THE Shanghai Shipping Exchange (SSE) has launched a Belt and Road trade index, a Belt and Road freight volume index, and a Maritime Silk Road freight index, to track freight trade data generated by the countries involved in the massive transport infrastructure development initiative.
Tom Miller, author of the just published, China's Asian Dream: Empire Building along the New Silk Road, believes shipping will benefit enormously from the One Belt One Road initiative (OBOR) despite increased spending on rail freight infrastructure, reported Splash 24/7.
"I don't see a big shift to overland freight," said Mr Miller. "Conventional shipping is cheaper and most consumer goods do not need to be delivered in two weeks. The volumes will grow as more rail routes and services are added, but it's not realistic to expect overland freight to account for more than few per cent of overall freight volumes."

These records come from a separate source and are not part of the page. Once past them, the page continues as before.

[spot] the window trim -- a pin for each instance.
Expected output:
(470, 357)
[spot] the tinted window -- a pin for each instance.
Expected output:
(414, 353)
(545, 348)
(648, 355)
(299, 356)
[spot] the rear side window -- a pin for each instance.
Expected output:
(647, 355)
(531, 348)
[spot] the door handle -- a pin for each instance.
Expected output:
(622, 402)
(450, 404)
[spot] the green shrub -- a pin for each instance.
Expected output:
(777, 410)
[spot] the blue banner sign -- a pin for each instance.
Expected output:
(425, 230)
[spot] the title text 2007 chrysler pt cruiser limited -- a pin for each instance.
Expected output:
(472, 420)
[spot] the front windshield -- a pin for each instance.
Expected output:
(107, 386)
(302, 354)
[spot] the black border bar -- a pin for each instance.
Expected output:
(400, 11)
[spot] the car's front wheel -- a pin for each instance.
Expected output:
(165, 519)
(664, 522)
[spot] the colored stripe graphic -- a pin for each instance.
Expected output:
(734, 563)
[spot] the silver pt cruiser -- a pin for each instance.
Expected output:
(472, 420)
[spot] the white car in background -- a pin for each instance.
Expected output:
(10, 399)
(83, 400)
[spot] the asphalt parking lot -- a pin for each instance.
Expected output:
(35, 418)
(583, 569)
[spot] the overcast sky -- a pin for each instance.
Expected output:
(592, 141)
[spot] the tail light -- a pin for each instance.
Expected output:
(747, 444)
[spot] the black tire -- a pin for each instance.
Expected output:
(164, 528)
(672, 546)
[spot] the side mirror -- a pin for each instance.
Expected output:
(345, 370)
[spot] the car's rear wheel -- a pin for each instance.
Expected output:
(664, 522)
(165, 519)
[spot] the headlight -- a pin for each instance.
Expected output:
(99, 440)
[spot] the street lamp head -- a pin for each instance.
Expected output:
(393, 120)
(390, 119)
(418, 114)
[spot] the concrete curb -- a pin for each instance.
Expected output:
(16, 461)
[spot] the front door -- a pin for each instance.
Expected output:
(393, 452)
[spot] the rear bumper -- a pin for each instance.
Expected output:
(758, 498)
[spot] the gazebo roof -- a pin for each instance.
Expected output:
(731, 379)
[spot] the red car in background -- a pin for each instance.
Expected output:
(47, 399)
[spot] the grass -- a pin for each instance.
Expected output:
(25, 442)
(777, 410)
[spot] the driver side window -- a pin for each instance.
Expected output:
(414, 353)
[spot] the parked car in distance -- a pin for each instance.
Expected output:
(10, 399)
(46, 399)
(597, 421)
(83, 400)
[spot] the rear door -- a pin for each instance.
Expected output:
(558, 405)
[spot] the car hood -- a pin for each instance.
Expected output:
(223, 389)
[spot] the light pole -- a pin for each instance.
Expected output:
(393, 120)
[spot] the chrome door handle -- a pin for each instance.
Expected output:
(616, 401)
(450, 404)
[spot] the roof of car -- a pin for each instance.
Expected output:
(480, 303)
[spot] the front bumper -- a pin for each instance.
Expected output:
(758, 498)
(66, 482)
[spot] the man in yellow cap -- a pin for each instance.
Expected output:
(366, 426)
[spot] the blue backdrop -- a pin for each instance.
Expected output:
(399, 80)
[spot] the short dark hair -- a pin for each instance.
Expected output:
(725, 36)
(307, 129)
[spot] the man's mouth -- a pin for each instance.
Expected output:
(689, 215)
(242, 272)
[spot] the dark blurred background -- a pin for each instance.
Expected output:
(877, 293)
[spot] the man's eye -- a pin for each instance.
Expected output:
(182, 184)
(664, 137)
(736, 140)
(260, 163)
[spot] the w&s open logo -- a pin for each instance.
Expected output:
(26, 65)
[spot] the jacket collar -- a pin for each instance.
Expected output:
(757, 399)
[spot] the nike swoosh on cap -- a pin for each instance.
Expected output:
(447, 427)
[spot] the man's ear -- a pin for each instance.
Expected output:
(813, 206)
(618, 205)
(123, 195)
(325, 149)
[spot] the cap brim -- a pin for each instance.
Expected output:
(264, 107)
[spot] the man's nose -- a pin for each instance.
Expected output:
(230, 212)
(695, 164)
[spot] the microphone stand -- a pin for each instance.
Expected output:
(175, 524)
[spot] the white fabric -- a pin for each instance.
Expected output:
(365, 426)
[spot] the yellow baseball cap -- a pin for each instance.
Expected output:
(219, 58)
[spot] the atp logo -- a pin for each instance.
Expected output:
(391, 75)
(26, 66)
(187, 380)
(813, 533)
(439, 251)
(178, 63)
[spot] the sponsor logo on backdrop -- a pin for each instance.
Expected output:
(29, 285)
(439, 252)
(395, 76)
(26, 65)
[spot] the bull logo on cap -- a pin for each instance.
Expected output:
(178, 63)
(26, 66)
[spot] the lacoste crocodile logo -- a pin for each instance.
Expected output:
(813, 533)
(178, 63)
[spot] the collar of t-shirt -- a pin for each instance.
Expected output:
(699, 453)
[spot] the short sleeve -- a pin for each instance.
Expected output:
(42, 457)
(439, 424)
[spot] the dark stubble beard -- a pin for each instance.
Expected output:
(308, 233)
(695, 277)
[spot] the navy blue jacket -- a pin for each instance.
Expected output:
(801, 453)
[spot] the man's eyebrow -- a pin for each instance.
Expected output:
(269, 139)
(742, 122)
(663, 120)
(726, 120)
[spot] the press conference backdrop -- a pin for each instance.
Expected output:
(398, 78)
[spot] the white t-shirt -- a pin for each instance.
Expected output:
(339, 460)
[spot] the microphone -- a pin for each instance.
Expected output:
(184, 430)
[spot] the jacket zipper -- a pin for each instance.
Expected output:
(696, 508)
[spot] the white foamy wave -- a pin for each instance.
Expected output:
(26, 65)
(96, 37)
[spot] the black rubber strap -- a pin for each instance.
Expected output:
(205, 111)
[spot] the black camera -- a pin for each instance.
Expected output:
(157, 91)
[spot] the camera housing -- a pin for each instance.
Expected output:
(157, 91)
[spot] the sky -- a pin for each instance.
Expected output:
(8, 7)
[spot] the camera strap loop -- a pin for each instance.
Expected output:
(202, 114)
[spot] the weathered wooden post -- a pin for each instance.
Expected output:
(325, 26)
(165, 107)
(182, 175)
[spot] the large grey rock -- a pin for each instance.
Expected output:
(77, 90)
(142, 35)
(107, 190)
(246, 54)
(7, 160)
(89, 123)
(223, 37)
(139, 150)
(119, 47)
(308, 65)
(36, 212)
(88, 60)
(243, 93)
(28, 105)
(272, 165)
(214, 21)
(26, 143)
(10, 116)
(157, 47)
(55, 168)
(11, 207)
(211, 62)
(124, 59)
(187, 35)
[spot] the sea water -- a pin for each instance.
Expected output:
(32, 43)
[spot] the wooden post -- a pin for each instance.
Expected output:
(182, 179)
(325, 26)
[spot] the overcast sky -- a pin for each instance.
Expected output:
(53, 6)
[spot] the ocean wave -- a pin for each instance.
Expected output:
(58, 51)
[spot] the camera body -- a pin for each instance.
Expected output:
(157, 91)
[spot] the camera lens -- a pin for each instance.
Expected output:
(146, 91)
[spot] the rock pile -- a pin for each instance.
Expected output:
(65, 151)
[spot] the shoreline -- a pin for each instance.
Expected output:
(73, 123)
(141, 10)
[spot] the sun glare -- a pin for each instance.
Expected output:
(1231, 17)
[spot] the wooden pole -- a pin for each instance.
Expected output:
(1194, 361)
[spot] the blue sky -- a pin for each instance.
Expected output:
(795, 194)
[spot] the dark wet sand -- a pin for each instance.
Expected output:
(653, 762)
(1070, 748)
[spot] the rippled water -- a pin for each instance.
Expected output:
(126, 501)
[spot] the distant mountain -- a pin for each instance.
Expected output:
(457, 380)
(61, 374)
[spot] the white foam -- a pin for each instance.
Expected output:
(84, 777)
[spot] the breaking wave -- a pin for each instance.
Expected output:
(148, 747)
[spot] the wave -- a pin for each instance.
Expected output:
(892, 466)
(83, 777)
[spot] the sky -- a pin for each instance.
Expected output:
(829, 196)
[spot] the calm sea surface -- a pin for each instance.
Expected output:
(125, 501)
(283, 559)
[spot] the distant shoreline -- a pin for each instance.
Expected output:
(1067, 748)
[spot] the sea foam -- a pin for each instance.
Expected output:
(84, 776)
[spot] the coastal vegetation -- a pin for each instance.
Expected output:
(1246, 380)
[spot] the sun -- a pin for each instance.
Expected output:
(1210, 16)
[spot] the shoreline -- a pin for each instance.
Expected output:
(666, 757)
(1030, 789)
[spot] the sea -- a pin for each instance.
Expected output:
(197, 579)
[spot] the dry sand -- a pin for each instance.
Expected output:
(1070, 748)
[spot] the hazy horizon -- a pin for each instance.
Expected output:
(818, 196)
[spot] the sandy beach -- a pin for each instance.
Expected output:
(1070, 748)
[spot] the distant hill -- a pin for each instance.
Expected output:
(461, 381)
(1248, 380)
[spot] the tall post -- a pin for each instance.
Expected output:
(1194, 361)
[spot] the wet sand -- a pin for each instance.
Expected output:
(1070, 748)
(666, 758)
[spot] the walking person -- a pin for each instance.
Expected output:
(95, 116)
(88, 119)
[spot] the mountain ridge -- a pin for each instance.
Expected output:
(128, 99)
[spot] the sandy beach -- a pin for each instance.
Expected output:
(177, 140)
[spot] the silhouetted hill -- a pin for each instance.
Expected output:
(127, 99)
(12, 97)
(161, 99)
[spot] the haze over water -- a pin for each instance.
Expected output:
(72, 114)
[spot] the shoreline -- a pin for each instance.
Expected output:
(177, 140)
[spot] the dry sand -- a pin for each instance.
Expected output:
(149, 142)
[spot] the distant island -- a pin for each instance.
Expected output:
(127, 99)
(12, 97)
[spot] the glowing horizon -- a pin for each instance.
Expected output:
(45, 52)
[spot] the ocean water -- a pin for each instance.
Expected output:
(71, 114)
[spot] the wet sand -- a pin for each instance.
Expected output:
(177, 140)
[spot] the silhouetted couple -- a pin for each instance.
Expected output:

Chairman of BW Group Andreas Sohmen-Pao agrees the OBOR project will be a massive boon for shipping.
Speaking at a seminar at Nor-Shipping in Oslo last month, Mr Sohmen-Pao said OBOR covers an area that constitutes two-thirds of the world's population and one-third of world GDP.
The BW chairman said that in the last two years China had signed 26 trade agreements, creating 56 new economic trading zones in 21 nations, and predicts the figures will double within a couple of years.